Less patients lived alone during COVID-19 (p = 0.05). Positive delirium screen doubled (12% vs 26%) during COVID-19. Positive dementia screen doubled (10% vs 20%) during COVID-19.
Themes in decreasing order were family, health, home, functional independence, pets, discharge plan, religion, work, social activities and other pre-COVID-19. Family and health accounted for 49% of responses.
During COVID-19, the order changed to health, family and home, functional independence, work and discharge planning, pets, religion and social activities.

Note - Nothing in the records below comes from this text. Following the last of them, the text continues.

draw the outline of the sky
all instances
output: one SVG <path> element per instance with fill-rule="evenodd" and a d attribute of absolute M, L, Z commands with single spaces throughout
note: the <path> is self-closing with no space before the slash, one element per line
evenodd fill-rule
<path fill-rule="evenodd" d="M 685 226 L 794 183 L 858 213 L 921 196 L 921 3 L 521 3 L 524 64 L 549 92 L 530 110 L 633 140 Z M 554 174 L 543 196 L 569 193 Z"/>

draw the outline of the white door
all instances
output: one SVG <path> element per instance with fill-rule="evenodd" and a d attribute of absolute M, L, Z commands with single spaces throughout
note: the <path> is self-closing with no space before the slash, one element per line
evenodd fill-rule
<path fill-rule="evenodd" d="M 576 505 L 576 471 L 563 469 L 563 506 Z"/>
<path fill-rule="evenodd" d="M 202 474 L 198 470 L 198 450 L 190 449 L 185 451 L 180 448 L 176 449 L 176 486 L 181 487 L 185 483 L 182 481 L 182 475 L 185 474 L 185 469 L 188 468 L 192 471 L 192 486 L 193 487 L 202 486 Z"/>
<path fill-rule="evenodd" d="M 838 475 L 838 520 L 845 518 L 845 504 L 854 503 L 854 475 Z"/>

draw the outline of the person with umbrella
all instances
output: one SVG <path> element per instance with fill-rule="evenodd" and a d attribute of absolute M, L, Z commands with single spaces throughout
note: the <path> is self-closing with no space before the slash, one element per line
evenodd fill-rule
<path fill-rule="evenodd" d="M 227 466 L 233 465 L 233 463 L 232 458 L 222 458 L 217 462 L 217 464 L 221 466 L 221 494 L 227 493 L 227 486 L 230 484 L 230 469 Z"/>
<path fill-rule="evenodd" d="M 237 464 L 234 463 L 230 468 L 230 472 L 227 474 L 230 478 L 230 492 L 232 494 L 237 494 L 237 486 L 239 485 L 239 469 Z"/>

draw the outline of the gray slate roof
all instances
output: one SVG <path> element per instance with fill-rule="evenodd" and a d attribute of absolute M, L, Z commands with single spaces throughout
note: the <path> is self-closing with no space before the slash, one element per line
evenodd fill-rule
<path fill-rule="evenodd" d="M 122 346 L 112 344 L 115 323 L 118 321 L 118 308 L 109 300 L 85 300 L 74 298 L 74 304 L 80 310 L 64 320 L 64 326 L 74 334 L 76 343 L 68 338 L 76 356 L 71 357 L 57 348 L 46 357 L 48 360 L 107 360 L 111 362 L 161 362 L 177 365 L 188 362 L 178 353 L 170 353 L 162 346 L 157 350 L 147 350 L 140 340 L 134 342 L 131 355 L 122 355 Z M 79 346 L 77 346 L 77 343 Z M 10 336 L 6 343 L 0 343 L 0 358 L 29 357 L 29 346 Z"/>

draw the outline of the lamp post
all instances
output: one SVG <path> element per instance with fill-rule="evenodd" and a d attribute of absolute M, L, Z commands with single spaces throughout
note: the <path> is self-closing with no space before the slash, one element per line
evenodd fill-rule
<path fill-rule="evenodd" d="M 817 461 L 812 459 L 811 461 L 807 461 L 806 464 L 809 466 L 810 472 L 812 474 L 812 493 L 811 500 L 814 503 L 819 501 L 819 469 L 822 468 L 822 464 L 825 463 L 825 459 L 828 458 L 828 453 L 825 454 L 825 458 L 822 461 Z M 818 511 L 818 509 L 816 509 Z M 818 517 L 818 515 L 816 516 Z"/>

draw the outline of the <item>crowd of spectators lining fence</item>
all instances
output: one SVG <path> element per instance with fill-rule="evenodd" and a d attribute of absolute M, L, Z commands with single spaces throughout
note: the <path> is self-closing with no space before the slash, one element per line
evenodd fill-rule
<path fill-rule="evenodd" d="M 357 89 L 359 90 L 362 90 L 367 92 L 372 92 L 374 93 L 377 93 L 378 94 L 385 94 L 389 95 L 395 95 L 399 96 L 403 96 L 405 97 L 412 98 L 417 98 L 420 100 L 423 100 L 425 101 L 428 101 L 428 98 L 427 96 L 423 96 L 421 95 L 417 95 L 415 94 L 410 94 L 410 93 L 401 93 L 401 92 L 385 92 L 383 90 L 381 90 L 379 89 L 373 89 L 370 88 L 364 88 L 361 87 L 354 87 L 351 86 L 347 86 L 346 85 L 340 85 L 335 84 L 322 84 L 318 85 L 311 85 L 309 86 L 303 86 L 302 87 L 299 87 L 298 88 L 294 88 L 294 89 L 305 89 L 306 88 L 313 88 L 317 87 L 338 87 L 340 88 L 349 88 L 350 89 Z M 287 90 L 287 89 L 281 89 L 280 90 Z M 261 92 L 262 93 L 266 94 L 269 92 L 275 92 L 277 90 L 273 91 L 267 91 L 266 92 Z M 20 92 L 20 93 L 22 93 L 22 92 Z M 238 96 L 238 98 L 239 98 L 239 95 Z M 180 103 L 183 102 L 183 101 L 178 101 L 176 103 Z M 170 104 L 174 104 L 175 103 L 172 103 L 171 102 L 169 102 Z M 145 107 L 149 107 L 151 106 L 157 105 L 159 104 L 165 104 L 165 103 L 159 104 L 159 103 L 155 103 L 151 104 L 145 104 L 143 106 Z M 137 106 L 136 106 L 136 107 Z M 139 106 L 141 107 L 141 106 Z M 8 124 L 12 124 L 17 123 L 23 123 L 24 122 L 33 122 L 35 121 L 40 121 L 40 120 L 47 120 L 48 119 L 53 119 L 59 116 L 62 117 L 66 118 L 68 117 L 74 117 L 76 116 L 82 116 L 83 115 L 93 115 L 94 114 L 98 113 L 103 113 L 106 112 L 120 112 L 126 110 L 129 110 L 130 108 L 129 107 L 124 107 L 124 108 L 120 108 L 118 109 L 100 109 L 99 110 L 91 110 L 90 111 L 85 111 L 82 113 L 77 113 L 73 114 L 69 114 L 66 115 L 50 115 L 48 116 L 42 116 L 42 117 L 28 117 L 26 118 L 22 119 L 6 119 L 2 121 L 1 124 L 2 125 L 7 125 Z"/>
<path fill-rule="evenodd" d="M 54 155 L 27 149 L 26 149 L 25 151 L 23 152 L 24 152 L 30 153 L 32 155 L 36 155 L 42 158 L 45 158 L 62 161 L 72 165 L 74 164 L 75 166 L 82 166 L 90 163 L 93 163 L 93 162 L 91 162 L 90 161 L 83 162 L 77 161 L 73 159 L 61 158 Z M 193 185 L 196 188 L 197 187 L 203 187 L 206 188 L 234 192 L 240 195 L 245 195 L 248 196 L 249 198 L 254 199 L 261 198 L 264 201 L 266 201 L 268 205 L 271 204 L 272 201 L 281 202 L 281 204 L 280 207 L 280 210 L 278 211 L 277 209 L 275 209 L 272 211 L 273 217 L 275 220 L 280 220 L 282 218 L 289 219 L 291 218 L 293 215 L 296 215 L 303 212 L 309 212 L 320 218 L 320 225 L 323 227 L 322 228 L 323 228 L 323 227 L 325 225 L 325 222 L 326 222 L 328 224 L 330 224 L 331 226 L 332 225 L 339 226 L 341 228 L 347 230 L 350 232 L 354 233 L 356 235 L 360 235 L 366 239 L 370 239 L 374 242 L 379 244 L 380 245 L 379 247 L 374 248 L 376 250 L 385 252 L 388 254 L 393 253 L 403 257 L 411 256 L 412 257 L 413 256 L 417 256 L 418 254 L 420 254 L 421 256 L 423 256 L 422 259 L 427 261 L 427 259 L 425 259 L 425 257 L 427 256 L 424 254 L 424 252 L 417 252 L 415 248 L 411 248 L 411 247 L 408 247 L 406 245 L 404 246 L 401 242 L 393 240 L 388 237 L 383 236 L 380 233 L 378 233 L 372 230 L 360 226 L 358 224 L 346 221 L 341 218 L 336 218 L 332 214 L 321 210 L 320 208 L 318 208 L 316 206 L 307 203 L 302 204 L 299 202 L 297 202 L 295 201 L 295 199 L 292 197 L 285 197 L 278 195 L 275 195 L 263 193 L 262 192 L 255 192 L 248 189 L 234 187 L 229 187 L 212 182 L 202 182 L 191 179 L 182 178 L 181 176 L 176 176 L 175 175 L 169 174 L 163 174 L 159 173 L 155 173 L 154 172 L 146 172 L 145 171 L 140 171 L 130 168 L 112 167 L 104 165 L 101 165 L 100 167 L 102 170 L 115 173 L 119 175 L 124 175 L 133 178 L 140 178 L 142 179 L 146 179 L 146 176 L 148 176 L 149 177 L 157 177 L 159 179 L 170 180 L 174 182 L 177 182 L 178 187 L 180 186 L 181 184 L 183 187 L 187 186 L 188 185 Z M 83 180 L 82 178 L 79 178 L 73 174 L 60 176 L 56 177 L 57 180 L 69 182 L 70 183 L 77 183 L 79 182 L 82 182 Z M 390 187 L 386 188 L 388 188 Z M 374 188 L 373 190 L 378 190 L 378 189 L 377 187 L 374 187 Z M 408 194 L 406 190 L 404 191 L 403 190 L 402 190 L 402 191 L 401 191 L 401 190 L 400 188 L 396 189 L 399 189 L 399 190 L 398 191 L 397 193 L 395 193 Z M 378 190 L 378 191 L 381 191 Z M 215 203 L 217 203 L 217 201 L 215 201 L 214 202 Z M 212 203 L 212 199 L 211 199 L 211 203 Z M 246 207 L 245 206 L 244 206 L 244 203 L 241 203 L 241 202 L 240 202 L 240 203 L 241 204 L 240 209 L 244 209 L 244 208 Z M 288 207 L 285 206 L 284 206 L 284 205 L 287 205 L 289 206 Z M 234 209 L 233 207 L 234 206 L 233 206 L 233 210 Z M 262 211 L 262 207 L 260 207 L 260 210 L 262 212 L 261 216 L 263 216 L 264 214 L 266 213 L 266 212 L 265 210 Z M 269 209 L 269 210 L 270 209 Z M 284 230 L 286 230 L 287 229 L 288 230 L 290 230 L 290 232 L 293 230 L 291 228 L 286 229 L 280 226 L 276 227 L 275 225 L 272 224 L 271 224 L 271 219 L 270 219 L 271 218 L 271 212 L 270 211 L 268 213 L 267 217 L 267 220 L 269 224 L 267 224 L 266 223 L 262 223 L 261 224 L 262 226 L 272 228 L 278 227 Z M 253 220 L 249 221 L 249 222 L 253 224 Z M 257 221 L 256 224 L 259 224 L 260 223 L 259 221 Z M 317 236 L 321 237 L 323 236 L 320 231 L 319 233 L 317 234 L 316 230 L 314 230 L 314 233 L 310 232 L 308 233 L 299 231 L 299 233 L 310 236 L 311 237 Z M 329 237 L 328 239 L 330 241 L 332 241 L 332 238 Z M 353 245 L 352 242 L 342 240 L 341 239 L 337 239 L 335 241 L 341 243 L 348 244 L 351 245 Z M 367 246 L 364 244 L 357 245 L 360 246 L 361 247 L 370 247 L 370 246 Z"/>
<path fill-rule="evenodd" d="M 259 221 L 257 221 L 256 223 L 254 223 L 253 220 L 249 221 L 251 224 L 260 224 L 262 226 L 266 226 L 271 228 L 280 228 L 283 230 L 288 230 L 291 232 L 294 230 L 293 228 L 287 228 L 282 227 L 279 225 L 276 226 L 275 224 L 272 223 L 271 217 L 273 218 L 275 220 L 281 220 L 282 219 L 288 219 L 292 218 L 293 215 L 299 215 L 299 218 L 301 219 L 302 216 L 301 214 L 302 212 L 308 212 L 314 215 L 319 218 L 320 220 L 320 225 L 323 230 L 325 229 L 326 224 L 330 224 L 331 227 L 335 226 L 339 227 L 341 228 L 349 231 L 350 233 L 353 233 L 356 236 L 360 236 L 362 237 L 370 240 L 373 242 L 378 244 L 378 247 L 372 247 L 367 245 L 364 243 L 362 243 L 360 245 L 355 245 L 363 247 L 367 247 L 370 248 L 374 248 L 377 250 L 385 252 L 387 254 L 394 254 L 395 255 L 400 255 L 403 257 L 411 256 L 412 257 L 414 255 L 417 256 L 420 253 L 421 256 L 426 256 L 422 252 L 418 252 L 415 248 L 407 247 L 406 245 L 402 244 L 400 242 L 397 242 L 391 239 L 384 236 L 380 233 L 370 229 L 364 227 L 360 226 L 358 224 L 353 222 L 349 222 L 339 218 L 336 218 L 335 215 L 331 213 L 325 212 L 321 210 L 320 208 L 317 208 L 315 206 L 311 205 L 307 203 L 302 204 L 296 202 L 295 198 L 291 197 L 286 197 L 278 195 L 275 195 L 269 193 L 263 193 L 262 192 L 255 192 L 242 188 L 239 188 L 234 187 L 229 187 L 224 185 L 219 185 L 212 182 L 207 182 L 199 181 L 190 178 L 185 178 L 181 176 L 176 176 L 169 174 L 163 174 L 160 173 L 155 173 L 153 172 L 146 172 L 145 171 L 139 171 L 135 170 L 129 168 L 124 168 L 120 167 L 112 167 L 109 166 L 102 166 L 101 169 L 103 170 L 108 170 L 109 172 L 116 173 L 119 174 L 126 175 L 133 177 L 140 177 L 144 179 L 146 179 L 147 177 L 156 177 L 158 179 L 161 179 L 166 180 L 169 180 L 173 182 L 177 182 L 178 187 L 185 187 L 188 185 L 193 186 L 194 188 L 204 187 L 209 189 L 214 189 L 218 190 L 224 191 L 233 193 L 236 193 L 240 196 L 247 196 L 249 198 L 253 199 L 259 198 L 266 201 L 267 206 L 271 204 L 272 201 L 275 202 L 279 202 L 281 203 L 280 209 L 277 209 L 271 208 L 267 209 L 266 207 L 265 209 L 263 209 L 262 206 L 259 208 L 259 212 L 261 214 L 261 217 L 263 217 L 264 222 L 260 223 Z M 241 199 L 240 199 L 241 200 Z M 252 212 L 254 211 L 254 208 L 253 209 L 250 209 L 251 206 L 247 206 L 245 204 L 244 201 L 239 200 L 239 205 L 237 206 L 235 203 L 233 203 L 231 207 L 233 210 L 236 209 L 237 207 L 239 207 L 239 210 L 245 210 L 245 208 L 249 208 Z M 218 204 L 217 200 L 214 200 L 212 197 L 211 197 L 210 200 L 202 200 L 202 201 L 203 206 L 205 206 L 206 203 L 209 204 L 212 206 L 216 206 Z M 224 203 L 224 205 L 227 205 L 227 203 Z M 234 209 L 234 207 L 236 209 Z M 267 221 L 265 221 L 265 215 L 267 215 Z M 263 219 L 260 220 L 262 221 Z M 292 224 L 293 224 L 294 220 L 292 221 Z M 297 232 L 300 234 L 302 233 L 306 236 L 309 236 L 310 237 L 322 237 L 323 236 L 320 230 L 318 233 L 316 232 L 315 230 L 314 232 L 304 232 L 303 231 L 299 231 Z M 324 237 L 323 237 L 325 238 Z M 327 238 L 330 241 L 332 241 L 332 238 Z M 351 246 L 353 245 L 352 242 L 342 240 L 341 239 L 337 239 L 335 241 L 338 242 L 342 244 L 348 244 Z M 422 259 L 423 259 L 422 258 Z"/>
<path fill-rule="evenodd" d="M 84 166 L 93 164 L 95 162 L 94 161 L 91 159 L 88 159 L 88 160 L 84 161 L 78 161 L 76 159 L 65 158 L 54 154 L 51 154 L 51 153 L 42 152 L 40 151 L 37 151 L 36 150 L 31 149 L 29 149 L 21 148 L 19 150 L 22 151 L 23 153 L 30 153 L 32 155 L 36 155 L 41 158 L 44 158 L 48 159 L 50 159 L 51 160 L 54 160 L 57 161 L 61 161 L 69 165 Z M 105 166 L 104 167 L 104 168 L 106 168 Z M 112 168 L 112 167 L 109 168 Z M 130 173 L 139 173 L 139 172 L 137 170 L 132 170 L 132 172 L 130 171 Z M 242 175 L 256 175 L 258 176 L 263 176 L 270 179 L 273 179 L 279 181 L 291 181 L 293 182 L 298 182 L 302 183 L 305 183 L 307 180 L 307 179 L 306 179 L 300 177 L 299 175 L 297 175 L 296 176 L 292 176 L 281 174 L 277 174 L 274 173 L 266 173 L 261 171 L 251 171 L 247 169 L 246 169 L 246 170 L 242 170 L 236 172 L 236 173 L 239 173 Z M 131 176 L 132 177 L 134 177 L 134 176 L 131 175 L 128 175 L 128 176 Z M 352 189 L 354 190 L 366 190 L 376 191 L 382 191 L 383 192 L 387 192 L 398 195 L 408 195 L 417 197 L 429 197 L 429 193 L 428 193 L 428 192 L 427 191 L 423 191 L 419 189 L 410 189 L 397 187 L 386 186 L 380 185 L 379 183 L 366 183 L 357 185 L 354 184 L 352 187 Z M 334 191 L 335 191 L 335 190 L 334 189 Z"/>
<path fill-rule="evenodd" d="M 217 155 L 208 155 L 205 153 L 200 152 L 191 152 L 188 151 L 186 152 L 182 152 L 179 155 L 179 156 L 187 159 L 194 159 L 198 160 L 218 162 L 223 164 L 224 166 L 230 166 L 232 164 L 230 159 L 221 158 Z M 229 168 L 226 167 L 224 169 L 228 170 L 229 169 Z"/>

There was a 50% increase in functional independence as a response, a 40% increase in home and a 58% decrease in family as a response.
Conclusion
Cognitive vulnerability doubled during COVID-19. Nine themes were identified. WMTY themes shifted during COVID-19. Health become the most frequent response. Family became a less frequent response with less people living alone. Functional independence was more frequent reflecting the need for self-reliance during COVID-19. Home, where all COVID-19 life was lived, was expressed as WMTY by a greater number of respondents. Promotion of functional independence has been identified as a key driver for practice change.